Allan était allongé dans l'herbe, le visage tourné vers le buste d' Aïda. Il avait regardé, fasciné, les larmes s'arrêter de couler, le sourire étirer les lèvres, puis l'expression de concentration. Il avait déjà compris que cette statue figurait les émotions de la jeune fille, même si il ne savait pas pourquoi ni comment. Mais la statue serait un atout précieux. Dès qu'Aïda aurait besoin de lui, il le saurait et pourrait l'aider. Et vue les larmes qui constellaient son visage quand elle était partie, il semblerait que le jeune homme lui manque. Il se remit debout et rentra chez lui, le sourire aux lèvres. Si Aïda tombait amoureuse de lui, les prochaines vacances serait féeriques. Cette pensée ne le quitta pas de toute la soirée.

La voiture s'arrêta à nouveau devant une maison, tard le soir. Mais cette fois, elle était silencieuse et obscure. De nouveau, trois portières s'ouvrirent. les trois silhouettes se dirigèrent vers la maison, après avoir prit les valises et le petit garçon. Rapidement, ils se dispersèrent dans la maison, qui s'illumina. Aïda monta dans sa chambre avec sa valise. Elle n'eut pas la force de la défaire, et se résolut à se déshabiller et à se coucher.Elle s'endormit immédiatement. Ses rêves furent flous, comme caché derrière un voile, la seule image nette dont elle se souvienne à son réveil est un nuage enlaçant ses chevilles, comme pour la protéger. Elle s'était réveillé d'un coup, cette image encore incrustée sur la rétine. Il faisait grand jour. Elle resta un long moment assise, à observer sa chambre. Elle était peinte en lavande avec une moquette blanche.
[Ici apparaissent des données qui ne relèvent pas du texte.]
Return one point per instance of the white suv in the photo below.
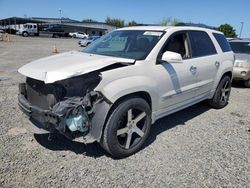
(113, 90)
Son lit était placé sous la fenêtre, au milieu de la pièce, ce qui lui permettait de tout voir en  même tant. A sa droite, une armoire et une commode occupait tout l'espace. La commode débordait de bibelots et de boîtes en tous genres qui renfermaient ses bijoux. Une boîte pour les colliers, une pour les boucles d'oreilles, une pour les bracelets, une pour les bagues, tout était classé méticuleusement. A sa gauche, une gigantesque bibliothèque débordante de livre, un porte CD et une chaîne hi-fi dernier cri. A ses pieds, une chaise qui supportait son sac de cours et ses vêtement de la veille. En face, près de la porte, se trouvait son bureau, où se trouvait ses affaires scolaires. La pièce était bien rangée, mais pas à la perfection. C'était son univers. Finalement, elle se leva et descendit prendre son petit déjeuner. Ses parents, déjà levés, l'embrassèrent.
- Ah au fait, dit son père, il y a une lettre pour toi. Je suppose que c'est Laure, étant donné qu'elle t'écrit toujours au moment où on revient.
Aïda sourit. Laure était sa meilleure amie. Elles se connaissaient depuis l'école primaire, où Aïda avait empêcher un garçon de la frapper, car Laure n'avait pas la langue dans sa poche. Elle ne s'était plus quitté depuis... Après son petit déjeuner, elle remonta dans sa chambre pour lire la lettre et rédiger une réponse. Elle rit aux éclats à l'évocation du moment de frousse de son amie. C'était bien Laure, ça ! Agir d'abord et réfléchir ensuite. Mais que pouvait-elle lui répondre ? Elle ne savait pas si elle pouvait lui parler de la transformation. De toute façon personne ne s'était rendu compte des changements jusque là. Après quelques réflexions, elle décida de ne pas lui parler de la nuit de l'étang avec Allan, mais elle lui parla des éclairs de lumières et de ses sentiments pour Allan. Elle lui donna rendez-vous  à leur endroit habituel,puis ferma la lettre, mit l'adresse et le timbre et descendit au village pour la poster. Sitôt de retour dans sa chambre, elle entreprit de rager ses affaires. Bientôt, son lit fut submergé de vêtements, qu'elle rangeait au fur et à mesure. Une fois cela fait, elle s'installa à son bureau, sortit son crayon à dessin et une feuille blanche et s'adossa à son siège, tout en mâchouillant son crayon, en quête d'inspiration. Elle promena à nouveau son regard sur sa chambre, et croisa son reflet dans le miroir accroché sur la porte de l'armoire, et décida de dessiner l'étrange motif de son cou. Il était assez complexe, mais elle en vint à bout en une demi-heure. Dés que le dernier trait fut tracé, le dessin s'illumina et ses pierres se mirent à luire, comme si elles étaient vraies. Aïda observait le phénomène bouche bée, quand elle entendit un coup timide à sa porte. Vite, elle retourna la feuille, mit son bras dessus et demanda à la personne d'entrer. C'était Marc.
- Aïda, tu veux faire un Uno avec moi ?
La jeune fille sourit et le suivit au salon. Ils passèrent l'après-midi en partie de cartes, éclats de rires et chamailleries. Le soir venu, Ils partirent en famille faire un bowling, si bien qu'Aïda revint tard dans la soirée, exténuée. Elle se coucha et s'endormit aussitôt.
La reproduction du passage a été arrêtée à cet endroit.